O governador Ratinho Jr. (PSD) não enviou o projeto de lei de reajuste dos servidores como prometido pelo líder do governo dele na Casa na terça-feira (22). Hussein Bakri (PSD) afirmou que a proposta chegaria aos deputados nesta quarta (23). O novo prazo é segunda-feira (28), dias antes de entrar em vigência o período da lei eleitoral em que é proibida concessão de aumento ao funcionalismo.
Isso significa menos tempo para qualquer tipo de barganha por parte das categorias – principalmente as polícias, de onde está vindo a maior pressão pela recomposição salarial.
Por outro lado, indica a possibilidade de o governo estar tentando achar uma saída que agrade a gregos e a troianos. A avaliação política é de que a Casa Civil estaria a afinar as cifras em busca de um percentual para a segurança pública possível de ser estendido, se não igualitariamente, em um índice muito próximo aos demais setores para evitar controvérsias.
Em sessão na terça (22), Bakri deu a entender que nem todos os servidores serão atendidos da mesma maneira, uma situação espinhosa já enfrentada em outros estados.
Em São Paulo, João Doria propôs 20% de aumento a servidores da Saúde e Segurança Pública. Demais categorias ficaram com 10%. O texto passou sob protestos pela Assembleia Legislativa paulista.
Em Minas Gerais, a sugestão do governador Romeu Zema (Novo) de limitar o pagamento retroativo a policiais e servidores da Educação, Saúde e Seguridade Social foi reconfigurada ao começar a tramitar no legislativo. A Comissão de Constituição e Justiça mudou o texto e estendeu a mesma lógica de reajuste a todas as categorias. A proposta do governo foi considerada em desacordo com a legislação do estado.
A nível federal, tem discussão parecida. Em janeiro deste ano, o Supremo Tribunal Federal (STF) emitiu alertas indiretos à intenção do presidente Jair Bolsonaro de restringir concessão de aumento apenas a policiais.
A União tem na reserva R$ 1,7 bilhão para atender a pressão de policiais federais, rodoviários federais e agentes do Departamento Penitenciário. Ao jornal Folha de S. Paulo, integrantes da Corte disseram que a priorização poderia levar a uma enxurrada de ações judiciais favoráveis às demais categorias, causando um rombo financeiro irreversível aos cofres públicos.

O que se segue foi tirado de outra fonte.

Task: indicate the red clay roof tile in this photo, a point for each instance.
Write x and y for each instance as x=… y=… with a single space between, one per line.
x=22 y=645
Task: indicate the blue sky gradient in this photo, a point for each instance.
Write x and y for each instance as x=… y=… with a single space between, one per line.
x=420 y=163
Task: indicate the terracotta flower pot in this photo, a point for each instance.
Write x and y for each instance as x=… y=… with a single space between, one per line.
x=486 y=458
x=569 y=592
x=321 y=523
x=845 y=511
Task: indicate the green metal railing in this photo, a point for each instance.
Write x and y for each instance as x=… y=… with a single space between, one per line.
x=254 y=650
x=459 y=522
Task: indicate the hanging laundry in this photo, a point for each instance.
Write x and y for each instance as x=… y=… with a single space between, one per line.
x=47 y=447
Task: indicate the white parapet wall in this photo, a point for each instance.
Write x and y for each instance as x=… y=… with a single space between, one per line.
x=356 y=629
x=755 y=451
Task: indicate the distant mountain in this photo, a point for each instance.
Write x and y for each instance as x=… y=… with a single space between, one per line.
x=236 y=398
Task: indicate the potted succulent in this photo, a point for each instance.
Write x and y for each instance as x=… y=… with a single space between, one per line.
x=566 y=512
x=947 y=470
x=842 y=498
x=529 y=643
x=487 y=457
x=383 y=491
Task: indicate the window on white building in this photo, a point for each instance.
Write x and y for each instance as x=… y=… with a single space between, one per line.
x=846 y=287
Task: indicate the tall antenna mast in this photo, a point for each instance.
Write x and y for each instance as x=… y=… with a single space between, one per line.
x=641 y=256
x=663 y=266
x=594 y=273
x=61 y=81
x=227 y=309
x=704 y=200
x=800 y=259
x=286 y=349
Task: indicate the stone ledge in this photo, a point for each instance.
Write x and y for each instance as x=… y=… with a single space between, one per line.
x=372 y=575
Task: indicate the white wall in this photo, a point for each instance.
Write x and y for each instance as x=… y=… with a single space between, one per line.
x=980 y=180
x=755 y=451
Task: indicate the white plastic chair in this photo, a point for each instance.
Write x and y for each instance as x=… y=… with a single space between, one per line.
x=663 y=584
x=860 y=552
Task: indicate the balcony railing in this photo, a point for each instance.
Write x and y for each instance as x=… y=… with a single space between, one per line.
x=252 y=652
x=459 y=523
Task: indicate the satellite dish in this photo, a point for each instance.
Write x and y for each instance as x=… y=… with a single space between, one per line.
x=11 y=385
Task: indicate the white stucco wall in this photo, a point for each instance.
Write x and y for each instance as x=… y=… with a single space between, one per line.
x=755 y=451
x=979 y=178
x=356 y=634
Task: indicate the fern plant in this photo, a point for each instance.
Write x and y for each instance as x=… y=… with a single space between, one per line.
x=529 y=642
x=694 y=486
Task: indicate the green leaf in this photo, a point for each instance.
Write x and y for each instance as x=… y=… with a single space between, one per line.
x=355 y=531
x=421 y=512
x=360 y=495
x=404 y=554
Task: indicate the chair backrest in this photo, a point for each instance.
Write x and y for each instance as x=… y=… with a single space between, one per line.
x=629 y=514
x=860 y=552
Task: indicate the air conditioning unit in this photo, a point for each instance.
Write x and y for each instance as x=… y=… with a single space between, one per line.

No Paraná, o clima entre policiais acampados há 45 dias em frente ao Palácio Iguaçu é de consternação. A influência exercida pelas forças de segurança pública tem ganhado destaque nos arranjos eleitorais, motivo pelo qual simplesmente ignorar negociação com a categoria pode alimentar uma discórdia incômoda até mesmo para candidatos em cenários mais confortáveis – como é o caso de Ratinho Jr. até agora.

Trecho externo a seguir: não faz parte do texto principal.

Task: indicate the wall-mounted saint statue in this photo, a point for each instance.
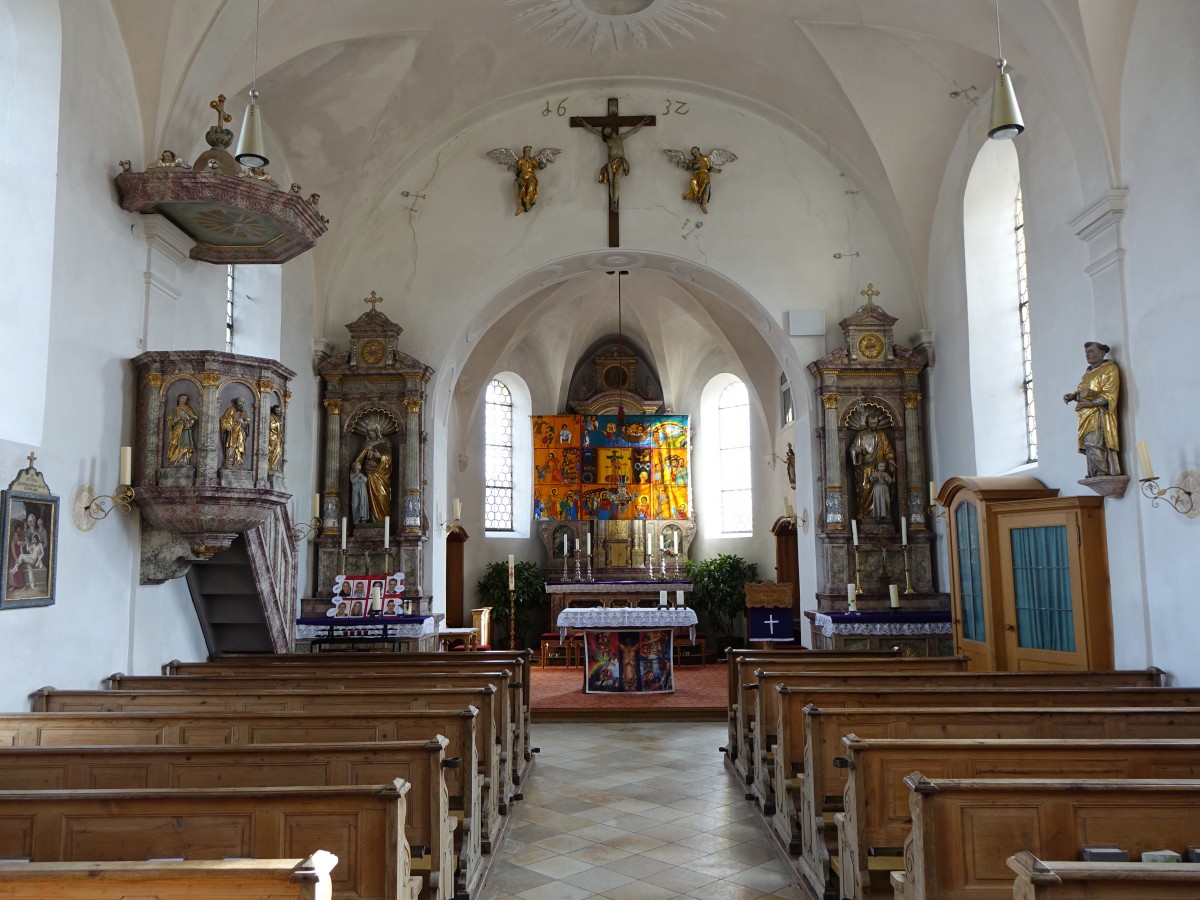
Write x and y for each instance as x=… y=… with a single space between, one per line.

“A verdade é que, a partir de segunda, são dias para aprovarem e não vai ter negociação nenhuma”, comenta Cabo Luz, um dos diretores do acampamento. Segundo ele, os três representantes da Polícia Militar que integram a comissão de diálogo designada pela Casa Civil informaram não terem tido acesso ao esboço dos índices de reajuste.

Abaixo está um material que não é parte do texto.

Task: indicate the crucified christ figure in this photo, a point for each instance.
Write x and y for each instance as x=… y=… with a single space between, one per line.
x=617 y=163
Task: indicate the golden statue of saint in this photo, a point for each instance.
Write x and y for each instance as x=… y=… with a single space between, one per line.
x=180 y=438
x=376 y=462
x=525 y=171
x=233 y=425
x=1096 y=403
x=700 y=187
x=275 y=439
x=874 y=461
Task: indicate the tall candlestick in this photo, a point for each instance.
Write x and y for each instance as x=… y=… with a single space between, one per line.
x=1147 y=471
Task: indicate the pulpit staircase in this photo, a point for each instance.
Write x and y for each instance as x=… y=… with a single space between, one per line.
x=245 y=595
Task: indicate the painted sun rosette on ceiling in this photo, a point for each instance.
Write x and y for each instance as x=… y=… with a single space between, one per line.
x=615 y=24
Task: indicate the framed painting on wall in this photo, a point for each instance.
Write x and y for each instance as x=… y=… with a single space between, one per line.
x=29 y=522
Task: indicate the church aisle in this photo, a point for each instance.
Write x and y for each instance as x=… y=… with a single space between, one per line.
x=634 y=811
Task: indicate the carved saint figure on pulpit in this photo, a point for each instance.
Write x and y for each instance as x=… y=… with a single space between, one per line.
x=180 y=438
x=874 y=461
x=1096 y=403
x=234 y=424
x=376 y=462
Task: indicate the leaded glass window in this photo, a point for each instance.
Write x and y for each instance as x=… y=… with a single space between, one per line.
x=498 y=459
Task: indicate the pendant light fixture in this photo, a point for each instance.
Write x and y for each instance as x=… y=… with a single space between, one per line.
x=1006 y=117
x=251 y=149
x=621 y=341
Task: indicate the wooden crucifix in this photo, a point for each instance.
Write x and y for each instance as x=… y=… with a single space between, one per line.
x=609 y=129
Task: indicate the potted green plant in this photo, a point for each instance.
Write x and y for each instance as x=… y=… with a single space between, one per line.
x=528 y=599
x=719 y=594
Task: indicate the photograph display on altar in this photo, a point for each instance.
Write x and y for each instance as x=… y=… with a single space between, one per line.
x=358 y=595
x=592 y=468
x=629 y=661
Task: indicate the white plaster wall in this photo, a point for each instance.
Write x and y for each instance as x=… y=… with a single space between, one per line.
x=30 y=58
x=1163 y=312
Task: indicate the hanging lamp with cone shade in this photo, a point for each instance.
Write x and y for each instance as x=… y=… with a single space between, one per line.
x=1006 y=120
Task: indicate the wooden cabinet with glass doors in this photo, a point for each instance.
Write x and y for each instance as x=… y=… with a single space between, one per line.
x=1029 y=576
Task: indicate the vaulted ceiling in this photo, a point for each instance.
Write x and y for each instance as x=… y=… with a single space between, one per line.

“Eles conseguiram o que queriam, que era arrastar até a última semana. Como eles não divulgaram até agora nenhuma informação sobre valores não tem muito o que fazer. Vai ter que ser o que o governo quiser dar”.
Cabo Luz, representante dos policiais acampados em frente ao Palácio Iguaçu.
Segundo o policial, está programada para segunda-feira (28) a chegada de dezenas de caravanas do interior para acompanhar do lado de foral da Assembleia a discussão do projeto.